This self-hatred that people in Western countries have is bewildering, and I don't understand why people lie to themselves. Maybe people have a pathological need to be outraged? Maybe we're bored?

-edit-

I'd also like to add, while the treatment of Aboriginals is certainly regretful (to understate the hell out of it) - let's not try and put the Australians in a unique category. There is not a single country or people that doesn't have blood on its hands. Ideally in the West, we now know better, but that doesn't make us perfect, and that doesn't mean we don't also criticize and condemn other countries or peoples for their mistreatment of others. Throughout most of history, most of the time there was no afterthought once you wiped out a people.

-edit2-

Since I can't reply to your last comment - why did you change the subject?

Just because someone did something, worse than you have done it, doesn't mean you get away with doing it also.

If your family was First Nation, probably you'd not have as hard a time seeing the similarity that some make in comparing Australia's genocide with those that occurred elsewhere in the world. In fact, systematic eradication of what was considered a 'lesser people' did happen in Australia's past - it was an official government policy for far too long, and in many places in Australia, is still happening. Children are still being taken from their families, never to return.

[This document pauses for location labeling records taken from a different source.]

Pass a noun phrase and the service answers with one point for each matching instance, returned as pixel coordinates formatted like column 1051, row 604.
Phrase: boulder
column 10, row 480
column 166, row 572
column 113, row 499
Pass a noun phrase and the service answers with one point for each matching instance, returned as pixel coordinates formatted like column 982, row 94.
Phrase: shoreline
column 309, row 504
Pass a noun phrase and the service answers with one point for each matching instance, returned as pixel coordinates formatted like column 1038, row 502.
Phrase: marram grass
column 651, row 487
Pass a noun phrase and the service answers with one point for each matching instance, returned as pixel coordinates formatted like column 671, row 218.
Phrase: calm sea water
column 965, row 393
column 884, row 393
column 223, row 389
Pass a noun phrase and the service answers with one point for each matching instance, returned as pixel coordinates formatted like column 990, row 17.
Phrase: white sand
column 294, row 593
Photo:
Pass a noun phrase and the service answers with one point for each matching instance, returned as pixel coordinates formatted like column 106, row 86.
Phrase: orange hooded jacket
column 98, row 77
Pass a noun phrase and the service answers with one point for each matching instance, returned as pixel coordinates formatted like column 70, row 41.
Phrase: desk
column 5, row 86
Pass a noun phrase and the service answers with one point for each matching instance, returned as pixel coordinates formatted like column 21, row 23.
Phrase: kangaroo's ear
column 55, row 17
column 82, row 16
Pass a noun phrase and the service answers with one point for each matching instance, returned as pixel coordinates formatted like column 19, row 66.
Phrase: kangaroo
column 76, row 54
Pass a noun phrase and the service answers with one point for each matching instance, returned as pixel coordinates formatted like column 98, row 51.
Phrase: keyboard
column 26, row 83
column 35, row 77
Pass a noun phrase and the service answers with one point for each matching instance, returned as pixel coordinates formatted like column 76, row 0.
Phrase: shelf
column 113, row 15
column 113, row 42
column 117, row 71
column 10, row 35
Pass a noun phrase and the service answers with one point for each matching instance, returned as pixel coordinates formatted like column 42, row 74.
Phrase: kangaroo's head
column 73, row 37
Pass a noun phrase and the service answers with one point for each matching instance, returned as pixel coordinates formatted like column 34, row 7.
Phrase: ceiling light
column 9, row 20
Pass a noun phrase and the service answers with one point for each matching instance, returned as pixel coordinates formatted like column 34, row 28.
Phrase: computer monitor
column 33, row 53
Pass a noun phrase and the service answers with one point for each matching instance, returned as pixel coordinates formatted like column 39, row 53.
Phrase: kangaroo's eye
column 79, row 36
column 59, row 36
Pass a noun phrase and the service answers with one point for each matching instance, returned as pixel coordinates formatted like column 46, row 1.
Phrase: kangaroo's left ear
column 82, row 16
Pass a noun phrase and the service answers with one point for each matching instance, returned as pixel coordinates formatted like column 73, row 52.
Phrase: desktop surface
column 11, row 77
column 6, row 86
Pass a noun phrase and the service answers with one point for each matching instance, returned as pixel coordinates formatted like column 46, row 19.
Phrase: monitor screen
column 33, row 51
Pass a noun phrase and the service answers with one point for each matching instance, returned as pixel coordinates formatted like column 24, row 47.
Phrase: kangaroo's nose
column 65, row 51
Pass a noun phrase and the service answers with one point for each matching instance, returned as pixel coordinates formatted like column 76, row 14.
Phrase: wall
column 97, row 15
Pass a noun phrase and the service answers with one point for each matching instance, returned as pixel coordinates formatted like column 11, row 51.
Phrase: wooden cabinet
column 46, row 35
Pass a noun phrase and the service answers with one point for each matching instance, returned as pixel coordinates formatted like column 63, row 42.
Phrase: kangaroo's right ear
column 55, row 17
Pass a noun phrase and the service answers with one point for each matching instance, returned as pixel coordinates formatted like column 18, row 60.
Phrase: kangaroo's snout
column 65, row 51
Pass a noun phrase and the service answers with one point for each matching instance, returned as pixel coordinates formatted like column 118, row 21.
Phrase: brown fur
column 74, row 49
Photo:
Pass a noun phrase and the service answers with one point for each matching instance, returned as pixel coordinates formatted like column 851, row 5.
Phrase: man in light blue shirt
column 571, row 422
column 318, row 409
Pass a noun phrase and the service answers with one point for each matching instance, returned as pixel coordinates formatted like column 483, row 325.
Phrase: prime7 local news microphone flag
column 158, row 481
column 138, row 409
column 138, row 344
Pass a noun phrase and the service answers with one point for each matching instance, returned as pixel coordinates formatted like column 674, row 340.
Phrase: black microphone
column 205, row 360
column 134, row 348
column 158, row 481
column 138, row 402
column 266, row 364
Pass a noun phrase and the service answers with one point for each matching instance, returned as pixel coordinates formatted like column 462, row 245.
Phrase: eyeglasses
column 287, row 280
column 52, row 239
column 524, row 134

Its not just the offshore concentration camps.

Your idea that crimes against humanity are only done by those who manifest their violence in an overt manner, is precisely the issue with Australia today. It is getting away with its crimes against humanity, precisely because peoples expectations, as you demonstrate, require a much more violent, overt act before they will respond.

Australia is getting away with it. It has systematised oppression at scale, behind the scenes, with industrial efficiency.

In the meantime, the ADF's support of Saudi Arabia's forces in the campaign in Yemen, against innocent people, remains unreported and out of our focus.